3.5. Ciò premesso, per quanto concerne il profilo di violazione dei principi in ordine ad un inammissibile obbligo di autodenuncia penale, il motivo è infondato in relazione all’obbligo, di fonte costituzionale desumibile dall'art. 53 della Costituzione, di dichiarare tutti i redditi prodotti (effettivi), espressione di capacità contributiva.

La circostanza che il possesso di redditi possa costituire reato e che l'autodenuncia possa violare il principio "nemo tenetur se detegere", peraltro privo di rilievo costituzionale, è sicuramente recessiva rispetto all'obbligo di concorrere alle spese pubbliche ex art. 53 predetto. Di poi la ormai incontestata e riconosciuta normativamente tassabilità dei proventi illeciti, anche delittuosi, comporta il necessario superamento di ogni remora anche in ordine alla dichiarazione, essendo connaturale al possesso di un reddito tassabile il relativo obbligo di dichiarazione (cfr. in termini Cass. sent. n. 20032/2011).

4.1. In conclusione, il ricorso, inammissibili i motivi dal primo al quarto, va accolto sul quinto motivo; la causa, non essendo necessarie ulteriori valutazioni, può essere decisa nel merito con il rigetto del ricorso originariamente proposto.

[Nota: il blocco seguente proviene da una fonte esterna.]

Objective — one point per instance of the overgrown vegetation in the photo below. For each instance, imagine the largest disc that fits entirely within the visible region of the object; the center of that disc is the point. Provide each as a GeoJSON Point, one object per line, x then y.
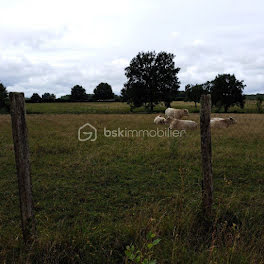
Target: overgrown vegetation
{"type": "Point", "coordinates": [92, 199]}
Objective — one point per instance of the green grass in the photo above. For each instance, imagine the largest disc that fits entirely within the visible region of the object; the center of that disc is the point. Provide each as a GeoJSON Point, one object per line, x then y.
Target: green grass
{"type": "Point", "coordinates": [94, 198]}
{"type": "Point", "coordinates": [118, 108]}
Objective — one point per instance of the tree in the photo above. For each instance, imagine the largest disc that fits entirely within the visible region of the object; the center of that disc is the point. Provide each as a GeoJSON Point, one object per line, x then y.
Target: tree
{"type": "Point", "coordinates": [194, 92]}
{"type": "Point", "coordinates": [259, 103]}
{"type": "Point", "coordinates": [78, 93]}
{"type": "Point", "coordinates": [3, 95]}
{"type": "Point", "coordinates": [227, 91]}
{"type": "Point", "coordinates": [152, 78]}
{"type": "Point", "coordinates": [35, 98]}
{"type": "Point", "coordinates": [47, 97]}
{"type": "Point", "coordinates": [103, 91]}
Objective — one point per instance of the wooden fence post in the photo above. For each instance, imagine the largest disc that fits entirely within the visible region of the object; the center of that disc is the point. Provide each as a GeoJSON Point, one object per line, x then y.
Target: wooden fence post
{"type": "Point", "coordinates": [206, 152]}
{"type": "Point", "coordinates": [21, 147]}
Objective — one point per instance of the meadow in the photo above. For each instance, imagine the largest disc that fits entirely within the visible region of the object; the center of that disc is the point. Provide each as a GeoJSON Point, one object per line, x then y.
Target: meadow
{"type": "Point", "coordinates": [92, 199]}
{"type": "Point", "coordinates": [120, 108]}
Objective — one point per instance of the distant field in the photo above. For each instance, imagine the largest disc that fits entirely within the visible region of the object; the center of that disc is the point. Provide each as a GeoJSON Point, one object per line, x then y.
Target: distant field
{"type": "Point", "coordinates": [116, 108]}
{"type": "Point", "coordinates": [94, 198]}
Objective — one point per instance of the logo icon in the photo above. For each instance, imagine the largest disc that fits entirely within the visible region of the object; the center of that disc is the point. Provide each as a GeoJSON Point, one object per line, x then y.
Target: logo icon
{"type": "Point", "coordinates": [87, 132]}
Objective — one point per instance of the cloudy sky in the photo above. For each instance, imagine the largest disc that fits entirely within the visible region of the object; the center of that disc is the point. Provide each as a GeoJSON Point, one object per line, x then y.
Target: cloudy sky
{"type": "Point", "coordinates": [51, 45]}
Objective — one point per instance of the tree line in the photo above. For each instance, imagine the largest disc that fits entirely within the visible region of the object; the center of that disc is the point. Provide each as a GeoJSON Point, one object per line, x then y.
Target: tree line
{"type": "Point", "coordinates": [152, 78]}
{"type": "Point", "coordinates": [103, 91]}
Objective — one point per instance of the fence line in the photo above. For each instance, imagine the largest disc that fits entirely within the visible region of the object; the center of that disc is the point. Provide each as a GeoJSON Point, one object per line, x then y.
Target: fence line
{"type": "Point", "coordinates": [206, 153]}
{"type": "Point", "coordinates": [21, 147]}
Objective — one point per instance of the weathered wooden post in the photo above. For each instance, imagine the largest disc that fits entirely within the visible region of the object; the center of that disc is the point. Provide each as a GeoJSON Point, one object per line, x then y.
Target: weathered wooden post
{"type": "Point", "coordinates": [21, 147]}
{"type": "Point", "coordinates": [206, 152]}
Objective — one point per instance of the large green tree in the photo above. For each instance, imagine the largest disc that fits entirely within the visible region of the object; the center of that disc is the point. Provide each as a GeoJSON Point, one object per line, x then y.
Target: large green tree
{"type": "Point", "coordinates": [152, 78]}
{"type": "Point", "coordinates": [3, 95]}
{"type": "Point", "coordinates": [103, 91]}
{"type": "Point", "coordinates": [227, 91]}
{"type": "Point", "coordinates": [78, 93]}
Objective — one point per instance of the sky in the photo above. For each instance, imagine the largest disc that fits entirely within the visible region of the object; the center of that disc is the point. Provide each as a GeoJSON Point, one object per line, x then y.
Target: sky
{"type": "Point", "coordinates": [52, 45]}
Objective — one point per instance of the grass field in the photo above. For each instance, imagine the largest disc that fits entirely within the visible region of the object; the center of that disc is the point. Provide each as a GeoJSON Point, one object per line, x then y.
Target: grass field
{"type": "Point", "coordinates": [92, 199]}
{"type": "Point", "coordinates": [118, 108]}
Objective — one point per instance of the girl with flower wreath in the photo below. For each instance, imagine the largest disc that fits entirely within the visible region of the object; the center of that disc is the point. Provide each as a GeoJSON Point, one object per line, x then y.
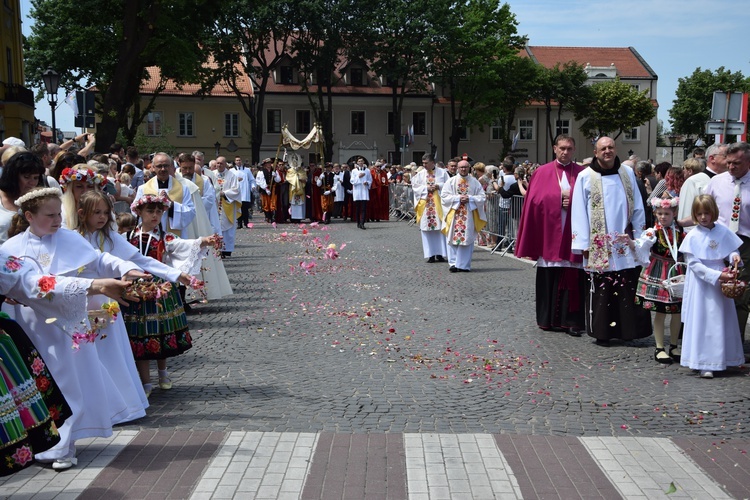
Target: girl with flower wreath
{"type": "Point", "coordinates": [95, 398]}
{"type": "Point", "coordinates": [75, 181]}
{"type": "Point", "coordinates": [157, 325]}
{"type": "Point", "coordinates": [94, 223]}
{"type": "Point", "coordinates": [663, 240]}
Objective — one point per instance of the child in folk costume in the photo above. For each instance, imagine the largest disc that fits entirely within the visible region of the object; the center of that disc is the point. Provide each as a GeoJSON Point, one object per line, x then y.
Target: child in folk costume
{"type": "Point", "coordinates": [94, 223]}
{"type": "Point", "coordinates": [711, 338]}
{"type": "Point", "coordinates": [157, 326]}
{"type": "Point", "coordinates": [663, 239]}
{"type": "Point", "coordinates": [95, 398]}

4.2. Le spese del giudizio di legittimità vanno poste a carico del ricorrente nella misura stabilita in dispositivo.

 

P.Q.M.

 

Accoglie il ricorso sul quinto motivo, inammissibili i motivi dal primo al quarto, e, decidendo nel merito, rigetta il ricorso originario del contribuente;

- condanna il ricorrente alla refusione delle spese del giudizio di legittimità che liquida nel compenso di €.1.700,00, oltre spese prenotate a debito.